Celebrating those who embody the Get Up® spirit, people are encouraged to share their own personal Get Up® story, the inspiring story of a friend or loved one, or the story of an organization that is doing inspiring Get Up® work in their community on social media by using #WeGetUp. Everyone, not just figure skaters, is encouraged to share stories, photos and videos of individuals who show perseverance, strength, determination and on and off the ice.
Get Up® Day celebrates the first lesson taught in skating: how to fall down, and more importantly, how to get back up. This mindset is at the core of U.S. Figure Skating’s We Get Up campaign, which was launched in 2016. In 2017, Feb. 1 was recognized as the official National Get Up® Day by the registrar at National Day Calendar, and it has been celebrated annually ever since.
Each year, U.S. Figure Skating selects a group of Get Up® ambassadors who were chosen based on nominations by the members, their families, friends and peers. This year, eight Get Up® Ambassadors were selected from a list of over 100 Get Up® champions who were nominated by the members themselves, family, friends and peers.
Several of this year’s ambassadors used skating as a way to influence positive social change or to help their community.

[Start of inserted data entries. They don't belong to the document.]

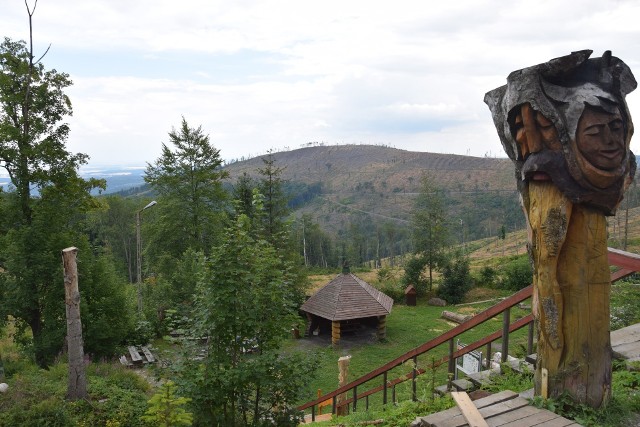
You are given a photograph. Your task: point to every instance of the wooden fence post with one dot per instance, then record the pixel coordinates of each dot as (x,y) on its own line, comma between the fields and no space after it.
(77,388)
(343,366)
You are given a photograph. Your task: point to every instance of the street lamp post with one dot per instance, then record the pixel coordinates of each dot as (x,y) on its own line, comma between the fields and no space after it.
(139,254)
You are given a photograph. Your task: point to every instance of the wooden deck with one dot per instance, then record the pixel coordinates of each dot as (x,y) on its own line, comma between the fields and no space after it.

Olivia Alexander became a voice for Black skaters and those who experience bullying by sharing her own experiences of being made fun of in the sport growing up.
Stephanie Kazior worked countless hours to not only save the Great Falls Figure Skating Club of Montana which was on the brink of closure but to put the skating club back on the map.
After growing up in an abusive home, Blake McGee fell in love with skating at 17 years old and on top of being an excellent student, is now a Learn to Skate instructor and positive role model for young skaters at Gateway Ice in Fresno, California.
Others used skating as motivation and as part of their physical and mental rehabilitation after receiving difficult medical diagnoses. Kristen McCutcheon severed multiple arteries in her neck resulting in a stroke but eventually returned to work as a Learn to Skate coordinator after months of grueling physical and cognitive therapy. Caroline Parks got back on the ice and passed her senior moves test after being diagnosed with Hypermobile Ehlers-Danlos Syndrome and undergoing several hip surgeries. Anya Ramrakhiani found strength through skating to seek help for an eating disorder. Cole Rohner, who was born with Cerebral Palsy and autism, finds excitement and joy in entertaining audiences with his programs and was even part of the first-ever adaptive duet.
Finally, Victoria Phillippi, who was a skater growing up, made the decision to serve in the United States Army. Years later she decided to return to the ice to compete again, and despite enduring PTSD and shoulder injuries caused by her time in the military, she continues to practice and work hard every day to become a better skater.